Inilah Titik Pangkal Menghangatnya Isu Revisi UU Ketenagakerjaan

Jakarta, KPonline – Wacana untuk melakukan revisi terhadap Undang-Undang Ketenagakerjaan sebenarnya bukan hal yang baru. Sejak beberapa tahun lalu, undang-undang ini sudah diusulkan untuk direvisi. Namun kalangan buruh menolak, karena revisi terindikasi untuk mengurangi hak-hak pekerja.

Isu revisi kembali menguat pasca pertemuan antara kalangan pengusaha dan Presiden Jokowi. Terlebih ketika Menteri Ketenagakerjaan Hanif Dhakiri menyampaikan pernyataan yang fenomenal: “UU dan regulasi naker (tenaga kerja) kita ini kaku seperti kanebo kering.”

Bacaan Lainnya

13 Juni 2019: Bertemu Presiden, Pengusaha Minta Revisi Undang-Undang Ketenagakerjaan

Inilah awalnya. Kalangan pengusaha yang tergabung dalam Asosiasi Pengusaha Indonesia (Apindo) serta Kamar Dagang dan Industri (Kadin) Indonesia meminta Presiden Joko Widodo (Jokowi) mengubah sejumlah poin yang ada di Undang-Undang (UU) Nomor 13 Tahun 2003 tentang Ketenagakerjaan.

Presiden Joko Widodo (Jokowi) meminta pengusaha tak sungkan menyampaikan curahan hati alias curhat bila ada kebijakan atau aturan pemerintah yang perlu diubah karena mempersulit bisnis mereka. Bahkan, bila ada usulan kebijakan dari dunia usaha, Jokowi mengaku siap menampungnya.

Merespon usulan pengusaha, Kementerian Ketenagakerjaan mengaku sudah melakukan kajian untuk merevisi Undang-Undang Nomor 13 Tahun 2003 tentang Ketenagakerjaan.

Hanif mengatakan pihaknya akan mendiskusikan revisi UU Ketenagakerjaan kepada seluruh pemangku kepentingan (stakeholder) dalam waktu dekat.

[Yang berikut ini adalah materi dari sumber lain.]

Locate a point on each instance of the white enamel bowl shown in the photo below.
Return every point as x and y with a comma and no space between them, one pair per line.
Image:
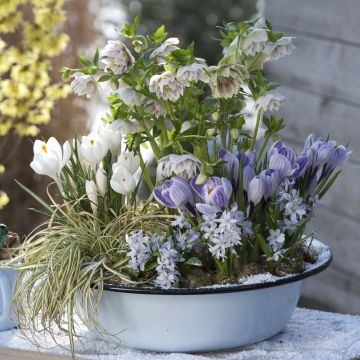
203,319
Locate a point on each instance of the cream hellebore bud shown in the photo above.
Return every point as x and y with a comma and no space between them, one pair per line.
269,102
91,192
193,72
184,166
128,160
101,180
166,86
50,158
93,149
117,57
111,135
84,85
164,49
225,80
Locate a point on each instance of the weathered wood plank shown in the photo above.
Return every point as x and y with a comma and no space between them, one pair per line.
330,69
344,196
343,237
306,113
15,354
330,18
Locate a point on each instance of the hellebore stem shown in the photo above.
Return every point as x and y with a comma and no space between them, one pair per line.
258,119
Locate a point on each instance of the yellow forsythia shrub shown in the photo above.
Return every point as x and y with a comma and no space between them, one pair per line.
27,94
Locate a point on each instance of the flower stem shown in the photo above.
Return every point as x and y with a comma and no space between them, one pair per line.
258,119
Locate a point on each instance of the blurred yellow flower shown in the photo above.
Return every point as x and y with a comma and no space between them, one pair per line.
27,94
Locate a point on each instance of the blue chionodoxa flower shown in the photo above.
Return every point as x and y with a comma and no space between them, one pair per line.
175,193
285,160
212,196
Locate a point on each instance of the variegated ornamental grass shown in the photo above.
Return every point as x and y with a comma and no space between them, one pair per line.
223,203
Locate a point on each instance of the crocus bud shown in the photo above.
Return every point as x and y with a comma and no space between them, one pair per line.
101,181
234,133
255,190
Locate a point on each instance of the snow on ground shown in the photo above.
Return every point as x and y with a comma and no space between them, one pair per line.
310,335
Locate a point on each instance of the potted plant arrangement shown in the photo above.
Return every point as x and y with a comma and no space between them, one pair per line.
9,244
214,256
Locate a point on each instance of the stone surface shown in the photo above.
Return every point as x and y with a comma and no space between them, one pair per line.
310,335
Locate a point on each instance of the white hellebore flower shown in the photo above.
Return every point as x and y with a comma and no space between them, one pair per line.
128,160
117,57
270,101
111,135
84,85
132,126
122,180
225,81
101,180
280,48
193,72
164,49
154,108
91,192
128,95
50,158
93,148
184,166
166,86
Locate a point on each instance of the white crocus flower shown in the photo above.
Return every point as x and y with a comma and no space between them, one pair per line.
129,161
128,95
270,101
164,49
184,166
276,239
101,181
93,148
122,180
91,192
111,135
280,48
166,86
117,57
84,85
50,158
193,72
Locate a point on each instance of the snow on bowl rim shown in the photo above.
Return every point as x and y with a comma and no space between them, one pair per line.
254,282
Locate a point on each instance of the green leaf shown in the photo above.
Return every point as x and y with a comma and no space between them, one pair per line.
194,261
181,56
263,245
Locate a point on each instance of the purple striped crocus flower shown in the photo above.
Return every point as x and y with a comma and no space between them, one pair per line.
214,194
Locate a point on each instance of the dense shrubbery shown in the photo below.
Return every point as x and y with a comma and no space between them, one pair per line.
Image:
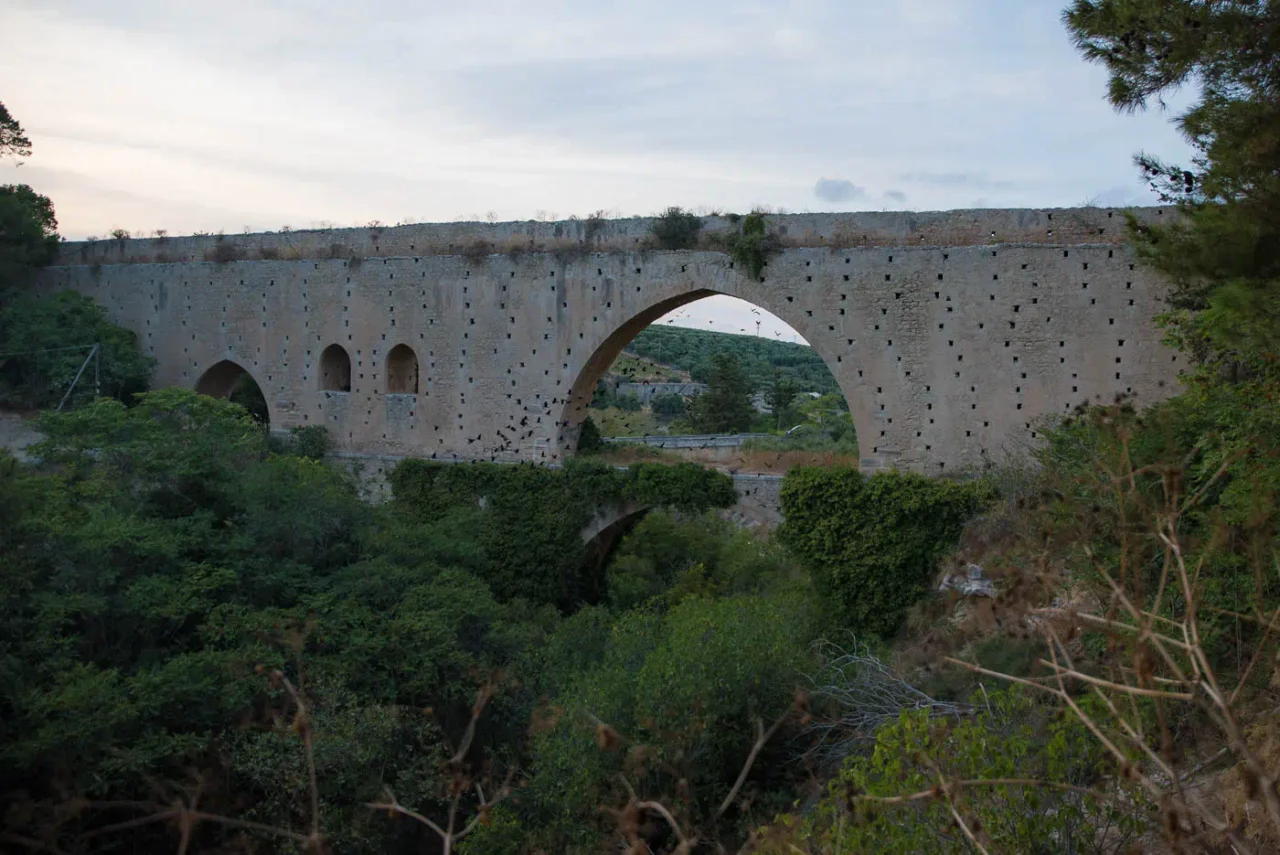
676,229
750,245
44,329
873,542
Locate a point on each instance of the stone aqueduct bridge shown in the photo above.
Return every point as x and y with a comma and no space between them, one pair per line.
950,333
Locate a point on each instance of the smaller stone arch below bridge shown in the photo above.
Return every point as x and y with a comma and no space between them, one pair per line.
232,380
607,526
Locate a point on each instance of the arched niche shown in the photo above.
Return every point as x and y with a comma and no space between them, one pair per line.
336,369
401,370
229,379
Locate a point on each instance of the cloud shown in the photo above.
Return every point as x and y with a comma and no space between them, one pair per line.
955,179
837,190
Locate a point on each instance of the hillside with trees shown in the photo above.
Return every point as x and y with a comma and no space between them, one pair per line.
691,350
209,643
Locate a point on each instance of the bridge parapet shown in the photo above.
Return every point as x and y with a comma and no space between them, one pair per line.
974,227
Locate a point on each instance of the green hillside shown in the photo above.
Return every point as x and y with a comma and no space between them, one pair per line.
691,350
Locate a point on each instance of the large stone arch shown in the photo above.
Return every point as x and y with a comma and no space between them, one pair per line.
220,379
664,300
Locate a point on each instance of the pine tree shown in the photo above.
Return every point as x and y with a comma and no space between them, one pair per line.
726,406
1223,254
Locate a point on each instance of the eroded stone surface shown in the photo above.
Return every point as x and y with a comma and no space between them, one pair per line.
951,334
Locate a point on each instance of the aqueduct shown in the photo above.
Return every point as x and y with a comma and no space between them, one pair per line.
951,333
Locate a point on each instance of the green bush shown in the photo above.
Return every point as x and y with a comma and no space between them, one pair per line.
682,690
676,229
872,543
752,245
40,379
667,406
526,539
311,440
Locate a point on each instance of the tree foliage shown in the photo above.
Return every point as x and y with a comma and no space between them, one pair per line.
872,543
28,232
726,406
13,141
41,330
750,245
676,229
1223,252
160,563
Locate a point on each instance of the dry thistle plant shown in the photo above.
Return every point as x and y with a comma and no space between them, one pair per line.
650,824
1114,572
462,783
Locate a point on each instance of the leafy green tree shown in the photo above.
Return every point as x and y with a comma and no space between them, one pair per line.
13,140
40,329
726,406
676,229
28,232
667,406
1224,251
873,543
778,397
28,229
670,704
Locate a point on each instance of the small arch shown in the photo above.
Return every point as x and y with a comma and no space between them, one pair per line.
336,369
231,380
402,370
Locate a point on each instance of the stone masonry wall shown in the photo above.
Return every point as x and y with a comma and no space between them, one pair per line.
951,334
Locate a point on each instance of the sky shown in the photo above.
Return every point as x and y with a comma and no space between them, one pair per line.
255,114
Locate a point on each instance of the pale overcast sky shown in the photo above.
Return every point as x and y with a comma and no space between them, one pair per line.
150,114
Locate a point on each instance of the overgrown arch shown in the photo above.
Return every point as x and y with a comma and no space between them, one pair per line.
232,380
402,370
336,369
583,389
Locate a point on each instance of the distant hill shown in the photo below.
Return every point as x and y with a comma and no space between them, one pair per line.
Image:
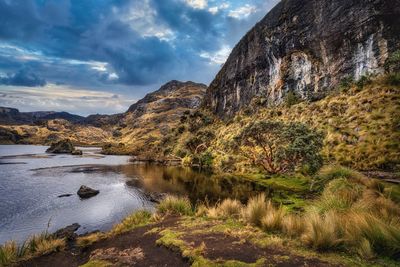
12,116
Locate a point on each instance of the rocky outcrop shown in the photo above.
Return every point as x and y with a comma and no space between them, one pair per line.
12,116
87,192
306,47
61,147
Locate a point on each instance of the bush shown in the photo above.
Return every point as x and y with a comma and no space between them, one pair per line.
255,210
177,205
273,220
393,79
291,99
363,81
392,64
278,147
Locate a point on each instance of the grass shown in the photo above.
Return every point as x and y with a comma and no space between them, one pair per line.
37,245
255,210
97,263
175,205
137,219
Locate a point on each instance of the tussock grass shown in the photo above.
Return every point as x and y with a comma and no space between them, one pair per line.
293,225
176,205
352,215
228,208
323,232
273,220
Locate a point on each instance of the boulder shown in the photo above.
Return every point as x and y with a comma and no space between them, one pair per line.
62,147
77,152
87,192
67,232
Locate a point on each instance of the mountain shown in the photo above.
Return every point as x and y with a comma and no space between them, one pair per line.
144,123
304,48
149,120
12,116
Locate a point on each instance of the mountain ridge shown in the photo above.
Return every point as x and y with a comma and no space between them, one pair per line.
307,48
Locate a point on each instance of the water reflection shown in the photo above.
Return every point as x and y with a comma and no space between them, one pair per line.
198,186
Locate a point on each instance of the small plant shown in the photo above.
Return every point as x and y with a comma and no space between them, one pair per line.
255,210
278,147
273,220
177,205
291,99
393,79
363,81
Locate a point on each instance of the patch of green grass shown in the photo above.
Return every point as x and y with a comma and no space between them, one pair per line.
36,245
176,205
97,263
137,219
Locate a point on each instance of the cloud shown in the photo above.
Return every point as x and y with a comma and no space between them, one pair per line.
198,4
64,98
23,77
242,12
125,46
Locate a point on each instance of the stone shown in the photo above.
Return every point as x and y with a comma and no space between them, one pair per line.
62,147
306,47
87,192
77,152
67,232
64,195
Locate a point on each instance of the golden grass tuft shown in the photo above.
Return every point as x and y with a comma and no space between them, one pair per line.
176,205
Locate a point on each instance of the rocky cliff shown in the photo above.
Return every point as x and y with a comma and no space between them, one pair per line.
306,47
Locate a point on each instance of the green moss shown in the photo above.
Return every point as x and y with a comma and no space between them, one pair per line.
97,263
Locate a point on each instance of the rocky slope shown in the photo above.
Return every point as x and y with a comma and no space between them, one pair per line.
306,47
12,116
146,121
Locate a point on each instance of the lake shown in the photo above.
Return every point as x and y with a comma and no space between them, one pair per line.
31,181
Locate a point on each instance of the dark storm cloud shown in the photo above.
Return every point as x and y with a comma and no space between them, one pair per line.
23,78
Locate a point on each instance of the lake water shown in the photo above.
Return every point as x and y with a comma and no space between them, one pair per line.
31,181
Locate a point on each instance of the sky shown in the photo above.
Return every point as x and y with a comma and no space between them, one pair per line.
101,56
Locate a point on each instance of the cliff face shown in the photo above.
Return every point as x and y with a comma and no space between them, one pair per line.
306,47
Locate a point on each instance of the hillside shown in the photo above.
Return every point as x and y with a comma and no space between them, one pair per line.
127,133
306,48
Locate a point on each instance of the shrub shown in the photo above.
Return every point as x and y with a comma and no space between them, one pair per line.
293,225
392,64
255,210
291,99
177,205
393,79
278,147
273,220
363,81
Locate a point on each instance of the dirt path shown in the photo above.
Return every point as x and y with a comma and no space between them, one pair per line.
138,248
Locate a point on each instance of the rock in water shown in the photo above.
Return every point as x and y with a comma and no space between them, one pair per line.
67,232
77,152
87,192
306,48
61,147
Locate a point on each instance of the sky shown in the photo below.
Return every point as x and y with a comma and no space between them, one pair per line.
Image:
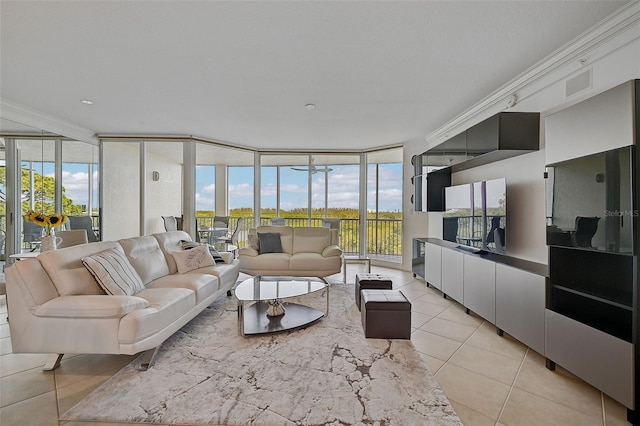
343,186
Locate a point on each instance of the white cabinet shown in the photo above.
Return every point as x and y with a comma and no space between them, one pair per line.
520,305
598,358
480,287
433,265
452,274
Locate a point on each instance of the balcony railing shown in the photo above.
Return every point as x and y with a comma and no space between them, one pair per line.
384,236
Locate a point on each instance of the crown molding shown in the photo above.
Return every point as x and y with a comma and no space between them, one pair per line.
29,117
613,32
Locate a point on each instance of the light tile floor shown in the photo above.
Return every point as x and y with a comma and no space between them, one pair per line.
490,380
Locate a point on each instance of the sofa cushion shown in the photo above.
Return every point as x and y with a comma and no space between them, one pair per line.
311,239
114,272
202,285
166,306
314,262
68,273
265,262
197,257
101,306
188,245
171,241
269,242
147,258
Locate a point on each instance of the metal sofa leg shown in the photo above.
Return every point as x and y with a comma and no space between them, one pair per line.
147,358
53,362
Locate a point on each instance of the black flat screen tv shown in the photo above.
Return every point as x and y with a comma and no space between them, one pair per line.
475,215
590,204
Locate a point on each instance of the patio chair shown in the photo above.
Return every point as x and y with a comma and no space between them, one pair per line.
170,223
277,221
238,233
31,233
72,237
86,223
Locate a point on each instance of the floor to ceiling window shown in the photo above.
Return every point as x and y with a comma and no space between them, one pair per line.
384,204
45,173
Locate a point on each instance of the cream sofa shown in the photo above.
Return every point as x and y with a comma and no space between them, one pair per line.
306,251
56,306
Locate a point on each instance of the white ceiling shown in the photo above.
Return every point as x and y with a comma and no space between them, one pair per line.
241,72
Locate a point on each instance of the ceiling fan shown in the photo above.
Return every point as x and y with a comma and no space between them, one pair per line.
312,168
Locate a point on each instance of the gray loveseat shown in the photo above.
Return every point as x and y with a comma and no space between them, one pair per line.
305,252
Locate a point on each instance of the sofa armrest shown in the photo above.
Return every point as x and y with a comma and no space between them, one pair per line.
248,251
227,256
100,306
332,251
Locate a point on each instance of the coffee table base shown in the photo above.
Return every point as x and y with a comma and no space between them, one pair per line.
253,319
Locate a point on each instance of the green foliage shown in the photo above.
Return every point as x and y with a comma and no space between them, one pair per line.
43,192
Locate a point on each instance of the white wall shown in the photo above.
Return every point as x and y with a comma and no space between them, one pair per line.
526,237
120,190
163,197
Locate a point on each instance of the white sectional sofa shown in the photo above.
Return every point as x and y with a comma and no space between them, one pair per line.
303,252
56,306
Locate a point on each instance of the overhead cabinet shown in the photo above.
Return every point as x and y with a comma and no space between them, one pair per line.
501,136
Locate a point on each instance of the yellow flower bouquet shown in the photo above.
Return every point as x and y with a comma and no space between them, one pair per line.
48,222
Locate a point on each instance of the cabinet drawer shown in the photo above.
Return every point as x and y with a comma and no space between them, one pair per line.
433,265
520,297
452,274
480,287
598,358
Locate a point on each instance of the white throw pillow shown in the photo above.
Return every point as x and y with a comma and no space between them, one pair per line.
114,272
195,258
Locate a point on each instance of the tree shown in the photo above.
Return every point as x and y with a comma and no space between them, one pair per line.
43,192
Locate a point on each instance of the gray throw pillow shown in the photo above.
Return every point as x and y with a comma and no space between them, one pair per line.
188,245
269,242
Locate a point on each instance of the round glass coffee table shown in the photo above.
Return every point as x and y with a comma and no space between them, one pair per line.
254,293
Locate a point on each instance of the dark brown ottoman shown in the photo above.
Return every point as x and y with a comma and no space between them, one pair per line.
386,314
371,282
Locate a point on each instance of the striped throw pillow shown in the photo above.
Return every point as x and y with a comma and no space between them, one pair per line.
114,272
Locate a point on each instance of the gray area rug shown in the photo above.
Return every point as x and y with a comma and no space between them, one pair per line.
325,374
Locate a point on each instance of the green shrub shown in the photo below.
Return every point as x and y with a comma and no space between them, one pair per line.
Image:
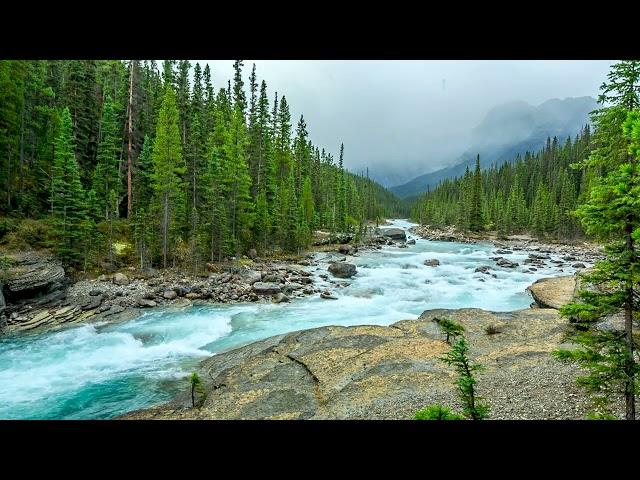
198,393
28,233
437,412
474,406
449,327
7,224
491,330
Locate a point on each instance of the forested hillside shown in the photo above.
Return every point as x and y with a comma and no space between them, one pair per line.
535,193
184,173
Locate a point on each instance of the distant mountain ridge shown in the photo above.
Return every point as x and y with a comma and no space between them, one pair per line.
506,131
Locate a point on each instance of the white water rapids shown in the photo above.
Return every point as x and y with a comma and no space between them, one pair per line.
99,371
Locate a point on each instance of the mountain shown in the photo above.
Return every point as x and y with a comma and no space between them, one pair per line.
505,132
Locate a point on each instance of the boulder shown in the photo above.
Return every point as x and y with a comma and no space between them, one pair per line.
393,233
342,269
279,298
264,288
146,303
3,303
503,262
91,303
170,294
553,292
272,278
249,276
149,272
30,274
181,290
344,249
120,279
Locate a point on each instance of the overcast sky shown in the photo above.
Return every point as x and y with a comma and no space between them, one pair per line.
409,114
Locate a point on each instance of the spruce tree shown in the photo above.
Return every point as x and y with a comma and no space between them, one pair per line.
68,200
168,167
475,215
106,176
612,215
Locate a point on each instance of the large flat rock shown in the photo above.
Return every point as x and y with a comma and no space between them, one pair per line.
553,292
31,273
373,371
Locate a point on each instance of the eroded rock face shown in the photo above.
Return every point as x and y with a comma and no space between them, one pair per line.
342,269
32,274
393,233
553,292
367,371
265,288
3,304
120,279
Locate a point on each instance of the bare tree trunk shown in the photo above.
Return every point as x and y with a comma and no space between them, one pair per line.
22,148
130,153
165,229
630,399
9,176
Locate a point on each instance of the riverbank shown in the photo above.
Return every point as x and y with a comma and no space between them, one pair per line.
104,369
45,299
376,372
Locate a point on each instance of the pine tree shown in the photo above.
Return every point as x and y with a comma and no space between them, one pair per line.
106,177
168,166
237,183
67,195
474,407
612,214
475,215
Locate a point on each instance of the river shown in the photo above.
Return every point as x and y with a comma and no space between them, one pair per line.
98,371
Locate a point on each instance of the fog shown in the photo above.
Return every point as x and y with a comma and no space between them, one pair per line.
405,118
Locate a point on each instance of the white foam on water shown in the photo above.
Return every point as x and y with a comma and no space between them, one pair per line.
39,372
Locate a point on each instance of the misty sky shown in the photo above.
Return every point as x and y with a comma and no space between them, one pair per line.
413,115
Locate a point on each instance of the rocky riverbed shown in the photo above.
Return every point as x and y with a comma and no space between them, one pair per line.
40,296
142,362
378,372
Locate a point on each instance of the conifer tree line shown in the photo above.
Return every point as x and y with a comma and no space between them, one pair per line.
535,193
192,174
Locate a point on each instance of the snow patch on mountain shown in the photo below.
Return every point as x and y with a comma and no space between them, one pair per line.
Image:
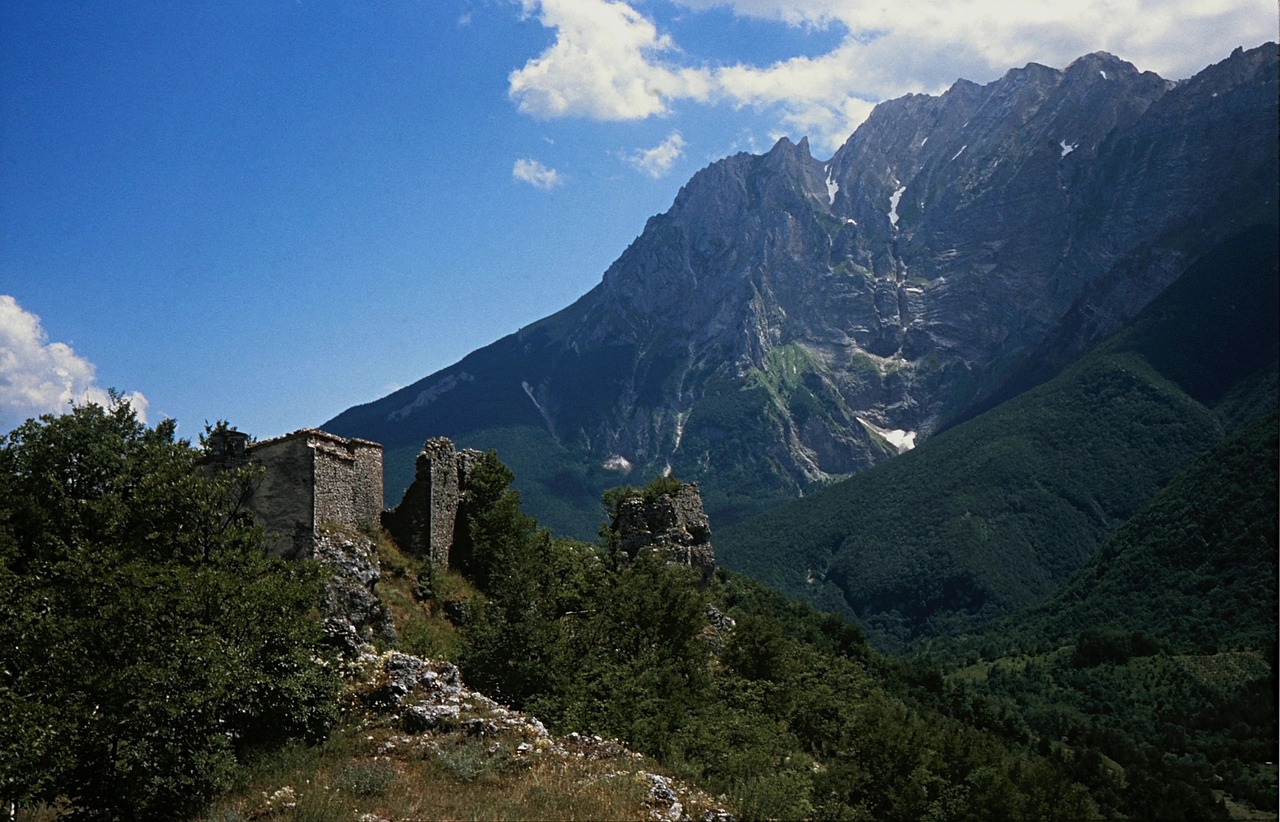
892,205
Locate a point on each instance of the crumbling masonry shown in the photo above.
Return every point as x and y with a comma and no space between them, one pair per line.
423,524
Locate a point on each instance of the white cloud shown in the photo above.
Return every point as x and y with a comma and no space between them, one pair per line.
40,377
611,63
606,64
657,161
535,174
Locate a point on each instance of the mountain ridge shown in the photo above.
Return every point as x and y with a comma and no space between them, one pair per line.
762,333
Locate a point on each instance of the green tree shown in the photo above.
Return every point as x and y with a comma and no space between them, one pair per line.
147,639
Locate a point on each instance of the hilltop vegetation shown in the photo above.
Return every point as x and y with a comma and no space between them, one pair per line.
150,645
780,709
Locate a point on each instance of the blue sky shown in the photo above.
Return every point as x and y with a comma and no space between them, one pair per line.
272,210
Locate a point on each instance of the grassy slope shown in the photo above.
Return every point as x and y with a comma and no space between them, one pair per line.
996,514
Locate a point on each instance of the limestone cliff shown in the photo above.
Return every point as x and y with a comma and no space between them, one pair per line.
790,320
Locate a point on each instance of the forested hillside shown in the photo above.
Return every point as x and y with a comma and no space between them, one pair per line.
997,512
1160,653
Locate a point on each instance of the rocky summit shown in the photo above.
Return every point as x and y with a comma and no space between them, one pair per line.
790,320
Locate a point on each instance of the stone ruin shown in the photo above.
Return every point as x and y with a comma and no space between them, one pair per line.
319,498
673,523
312,480
423,524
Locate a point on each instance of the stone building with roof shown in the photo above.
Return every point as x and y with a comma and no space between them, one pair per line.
312,479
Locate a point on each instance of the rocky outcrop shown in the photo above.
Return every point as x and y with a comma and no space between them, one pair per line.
423,524
672,523
351,612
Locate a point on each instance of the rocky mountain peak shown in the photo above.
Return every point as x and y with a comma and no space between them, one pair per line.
789,322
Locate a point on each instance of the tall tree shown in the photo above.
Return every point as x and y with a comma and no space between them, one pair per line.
147,639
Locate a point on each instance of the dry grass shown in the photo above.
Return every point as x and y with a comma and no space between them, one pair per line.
379,775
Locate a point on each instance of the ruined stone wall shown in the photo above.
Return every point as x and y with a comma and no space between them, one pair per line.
314,479
368,482
284,498
675,523
348,480
424,521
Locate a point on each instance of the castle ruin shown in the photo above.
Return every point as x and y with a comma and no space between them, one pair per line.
312,479
424,521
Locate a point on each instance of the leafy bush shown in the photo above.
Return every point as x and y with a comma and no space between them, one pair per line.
149,642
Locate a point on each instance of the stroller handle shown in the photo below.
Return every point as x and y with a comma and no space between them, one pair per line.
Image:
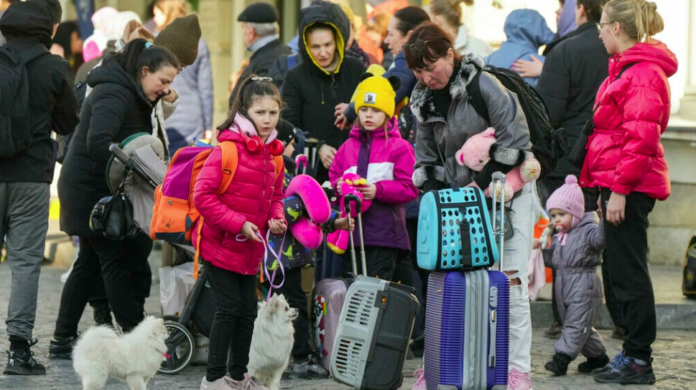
126,160
120,155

Tujuannya, kata dia, revisi yang dilakukan bisa membuat iklim ketenagakerjaan lebih positif di dalam negeri.

24 Juni 2019: Presiden Joko Widodo Panggil Sejumlah Menteri ke Istana Kepresidenan Bahasa Revisi Undang-Undang Ketenagakerjaan

Tidak lama berselang, Presiden memanggil sejumlah menteri untuk membahas mengenai Undang Undang Ketenagakerjaan pada, Senin (24/6).

Beberapa menteri yang hadir antara lain Menteri Kordinator Bidang Perekonomian Darmin Nasution, Menteri Koordinator Bidang Pembangunan Manusia dan Kebudayaan (PMK) Puan Maharani, Menteri Koordinator Bidang Kemaritiman Luhut Binsar Panjaitan, Menteri Dalam Negeri Tjahjo Kumolo, Menteri Ketenagakerjaan Hanif Dhakiri, Menteri Perindustrian Airlangga Hartarto, Menteri Komunikasi dan Informatika Rudiantara, Menteri Hukum dan HAM Yasonna Laoly, dan Wakil Menteri Keuangan Mardiasmo.

Dalam pertemuan tersebut, Pemerintah membuka ruang untuk mengakomodasi masukan-masukan dunia usaha terhadap Undang-undang (UU) Ketenagakerjaan demi menarik investasi ke tanah air.

Menteri Ketenagakerjaan Hanif Dhakiri mengatakan, upaya membuka ruang merevisi UU tersebut karena beleid yang sekarang terbilang kaku.

“UU dan regulasi naker (tenaga kerja) kita ini kaku seperti kanebo kering,” kata Hanif di Komplek Istana, Jakarta Pusat, Senin (24/6/2019).

Kaku yang dimaksud Hanif, aturan ketenagakerjaan yang berlaku karena telah banyak beberapa pasal yang diuji materi. “Jadi bahwa UU itu memang sudah banyak bolong-bolong memang iya, karena sudah banyak pasal yang di-judicial review. Kalau nggak salah mungkin sudah 32 kali, kalau nggak keliru. Judicial review,” jelas dia.

Serikat Buruh Menolak

Menanggapi rencana revisi itu, sejauh ini serikat buruh menyatakan penolakan. Terlebih usulan revisi disampaikan oleh kalangan pengusaha yang dinilai merugikan hak-hak buruh.

Buruh di Jawa Timur bahkan sudah turun ke jalan untuk melakukan unjuk rasa menolak revisi Undang-Undang Ketenagakerjaan.